Kapıyı açıp dışarı çıktıktan sonra sırtımı kapattığım kapıya yasladım. Yine tek başımaydım. Etrafımdaki herkes yanlış olamayacağına göre bende bir sorun vardı demek ki, yanlış olan bendim. Kime tutunsam elimde kalıyordu. Beni hiç tanımayan adam yeni tanıştığım kardeşini benden korumaya çalışıyordu. Bu kadar mı ucuz görünüyordum dışarıdan bakınca? Beni bu kadar değersiz yapan neydi bir türlü çözemiyordum. Hayatım boyunca hep vazgeçilen olmuştum. Değer verdiğim herkes için hep ikinci hatta üçüncü, dördüncü planda olmuştum ve yeni tanıştığım adam bile bana değersiz olduğumu hissettirebiliyordu.

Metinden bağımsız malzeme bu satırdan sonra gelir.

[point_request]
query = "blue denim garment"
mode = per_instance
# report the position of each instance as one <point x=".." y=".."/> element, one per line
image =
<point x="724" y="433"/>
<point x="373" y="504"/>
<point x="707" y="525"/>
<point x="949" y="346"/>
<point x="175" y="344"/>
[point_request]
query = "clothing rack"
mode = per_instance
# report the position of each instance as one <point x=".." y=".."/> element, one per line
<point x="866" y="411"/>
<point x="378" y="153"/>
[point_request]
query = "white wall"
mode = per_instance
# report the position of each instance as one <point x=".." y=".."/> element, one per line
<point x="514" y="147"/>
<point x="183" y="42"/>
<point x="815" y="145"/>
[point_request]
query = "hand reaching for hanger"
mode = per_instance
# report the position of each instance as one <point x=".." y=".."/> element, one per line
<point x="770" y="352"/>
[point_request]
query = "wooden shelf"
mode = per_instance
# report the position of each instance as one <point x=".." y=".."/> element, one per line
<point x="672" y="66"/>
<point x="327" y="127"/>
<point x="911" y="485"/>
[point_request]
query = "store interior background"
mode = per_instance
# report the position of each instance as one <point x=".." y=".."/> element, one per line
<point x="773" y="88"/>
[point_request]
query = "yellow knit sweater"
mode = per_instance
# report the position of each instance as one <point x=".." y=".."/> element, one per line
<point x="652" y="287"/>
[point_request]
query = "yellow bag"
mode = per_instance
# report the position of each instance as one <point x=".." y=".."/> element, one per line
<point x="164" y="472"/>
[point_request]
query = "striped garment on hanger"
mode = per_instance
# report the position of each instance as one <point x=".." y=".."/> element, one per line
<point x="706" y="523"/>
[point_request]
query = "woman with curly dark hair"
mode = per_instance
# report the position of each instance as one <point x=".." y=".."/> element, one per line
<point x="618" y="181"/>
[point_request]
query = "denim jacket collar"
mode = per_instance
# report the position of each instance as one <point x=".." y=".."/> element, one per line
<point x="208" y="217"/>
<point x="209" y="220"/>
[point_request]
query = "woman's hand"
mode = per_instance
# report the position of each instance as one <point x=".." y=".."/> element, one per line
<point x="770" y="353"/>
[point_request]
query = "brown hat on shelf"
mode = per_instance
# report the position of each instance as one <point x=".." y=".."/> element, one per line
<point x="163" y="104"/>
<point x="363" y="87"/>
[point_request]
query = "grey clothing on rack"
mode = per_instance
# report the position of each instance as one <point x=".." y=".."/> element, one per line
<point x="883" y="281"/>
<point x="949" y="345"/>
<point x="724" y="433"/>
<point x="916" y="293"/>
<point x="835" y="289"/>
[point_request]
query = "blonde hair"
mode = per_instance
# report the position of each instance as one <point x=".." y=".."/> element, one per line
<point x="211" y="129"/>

Bir insanı en çok kim severdi?

Bu sorunun cevabı çok netti. Ama o sorunun cevabı olan kişi beni hiç sevmemişti. Bununla başa çıkabilmek için her yolu deniyordum fakat herkes tarafından vazgeçilir olmak kendimi çok değersiz hissettiriyordu.

Fena saçmalıyordum şu an çünkü ben bunu kabulleneli çok olmuştu.

Peki neden bu kadar mutsuzdum?

İnsanların hakkımdaki düşüncelerini de umursamıyordum sözde ama Fırat'ın sözlerine çok kırılmıştım. Densizin biriydi belki de, ya da aptalın tekiydi. Ki öyle olmasa beni bu şekilde yargılamazdı. Peki neden beni üzmesine izin veriyordum?